ECONOMIE

Le pays privilégie des solutions communautaires pour une prise en charge nutritionnelle de la petite enfance

Grâce au programme de surveillance de la croissance, Mujawayezu a vu son bébé subir un accompagnement thérapeutique destiné aux enfants de moins de cinq ans qui présentent différents troubles du développement à travers le Rwanda.

« Mon bébé était tout le temps malade et il accusait un retard de croissance par rapport aux enfants de sa génération », raconte Mujawayezu.

Au niveau du village qui représente l’entité administrative décentralisée dans ce pays d’Afrique de l’Est, les agents de santé communautaire sont à pied d’œuvre pour venir à bout de la malnutrition qui touche essentiellement les enfants de moins de cinq ans notamment dans des zones rurales éloignées.

Initiation pour une alimentation équilibrée

A travers différentes structures de santé du pays, les parents des enfants souffrant de la malnutrition sont initiés aux bonnes pratiques nutritionnelles démontrées par les experts en nutrition. Mujawayezu témoigne que les conseils pratiques à appliquer pour une alimentation équilibrée ont permis à son bébé de vite retrouver la bonne santé.

« La malnutrition ne frappe plus dans ma famille car j’ai assimilé différentes techniques à préparer des repas décents et certaines pratiques d’hygiène et de consommation alimentaires appropriées », affirme-t-elle.

Dans la majorité des cas, l’installation de la malnutrition, selon le Programme gouvernemental de développement de la petite enfance (ECD, sigle en anglais) est en rapport avec la période cruciale de sevrage et de diversification alimentaire.

Pendant les premières années de sa vie, en particulier de la grossesse jusqu’à l’âge de trois ans, selon les experts, l’enfant a besoin pour un développement cérébral sain, d’une nutrition adaptée, d’être protégé et stimulé.

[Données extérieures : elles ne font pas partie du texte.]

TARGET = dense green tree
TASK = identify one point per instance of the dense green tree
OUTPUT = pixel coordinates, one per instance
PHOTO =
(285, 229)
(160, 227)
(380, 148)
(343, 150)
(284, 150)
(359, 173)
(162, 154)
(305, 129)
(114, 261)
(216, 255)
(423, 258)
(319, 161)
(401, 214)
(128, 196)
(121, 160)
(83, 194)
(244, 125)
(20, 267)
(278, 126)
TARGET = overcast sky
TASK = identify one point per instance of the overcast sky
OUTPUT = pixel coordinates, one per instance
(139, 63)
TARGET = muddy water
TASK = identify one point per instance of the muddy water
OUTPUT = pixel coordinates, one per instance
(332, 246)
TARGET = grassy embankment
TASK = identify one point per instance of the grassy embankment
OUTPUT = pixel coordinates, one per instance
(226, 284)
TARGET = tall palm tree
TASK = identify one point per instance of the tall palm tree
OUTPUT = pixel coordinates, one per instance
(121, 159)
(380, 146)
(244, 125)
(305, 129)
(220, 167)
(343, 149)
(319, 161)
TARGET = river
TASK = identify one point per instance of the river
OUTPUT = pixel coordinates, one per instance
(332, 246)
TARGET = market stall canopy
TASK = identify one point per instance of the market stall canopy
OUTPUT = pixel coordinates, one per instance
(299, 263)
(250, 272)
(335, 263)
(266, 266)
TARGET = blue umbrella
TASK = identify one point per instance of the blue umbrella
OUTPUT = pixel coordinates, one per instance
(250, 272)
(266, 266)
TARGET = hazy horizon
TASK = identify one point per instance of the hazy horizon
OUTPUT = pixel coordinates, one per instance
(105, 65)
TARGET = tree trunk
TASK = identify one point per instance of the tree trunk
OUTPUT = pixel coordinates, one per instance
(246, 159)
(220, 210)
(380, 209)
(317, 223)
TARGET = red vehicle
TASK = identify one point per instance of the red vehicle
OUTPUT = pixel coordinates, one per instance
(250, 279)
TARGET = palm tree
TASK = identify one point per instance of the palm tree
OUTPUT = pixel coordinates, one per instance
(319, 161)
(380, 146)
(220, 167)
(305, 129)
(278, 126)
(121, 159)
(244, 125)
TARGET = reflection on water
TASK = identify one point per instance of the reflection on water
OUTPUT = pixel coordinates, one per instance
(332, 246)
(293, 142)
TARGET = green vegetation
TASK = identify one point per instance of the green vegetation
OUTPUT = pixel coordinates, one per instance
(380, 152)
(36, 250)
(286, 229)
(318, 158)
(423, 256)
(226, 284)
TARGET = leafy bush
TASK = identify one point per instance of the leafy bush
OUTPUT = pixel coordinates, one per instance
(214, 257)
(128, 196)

Au Rwanda, le Programme national de développement de la petite enfance a pu résoudre beaucoup de problèmes liés à la malnutrition. Selon les chiffres officiels, la prévalence de la malnutrition chez les enfants qui accusent un retard de croissance au cours des cinq dernières années, est passée de 38 % à 33 % dans l’ensemble de cette catégorie d’âge.
 

Les estimations du Fonds des Nations Unies pour l’enfance (Unicef) montrent que le retard de croissance dans certaines parties du Rwanda est particulièrement répandu dans les zones rurales, car ces régions sont généralement les plus démunies et les moins instruites – ce qui influence sur leur choix nutritionnel.

Objectif 2025

 

 

Dans la mise en œuvre des mesures de lutte contre la malnutrition, le Rwanda assure la distribution de farine fortifiée aux parents vulnérables ayant des enfants de moins de cinq ans.

Cette initiative doit faciliter la collaboration avec des agents de santé communautaires pour que les parents d’enfants souffrant de malnutrition acceptent que ces derniers soient soignés dans des centres de soins, ainsi que différentes campagnes encourageant les mères à allaiter leurs enfants.

Depuis 2017, les États Membres de l’Union africaine (Ua) se sont fixés plusieurs objectifs relatifs à la nutrition pour les atteindre d’ici 2025.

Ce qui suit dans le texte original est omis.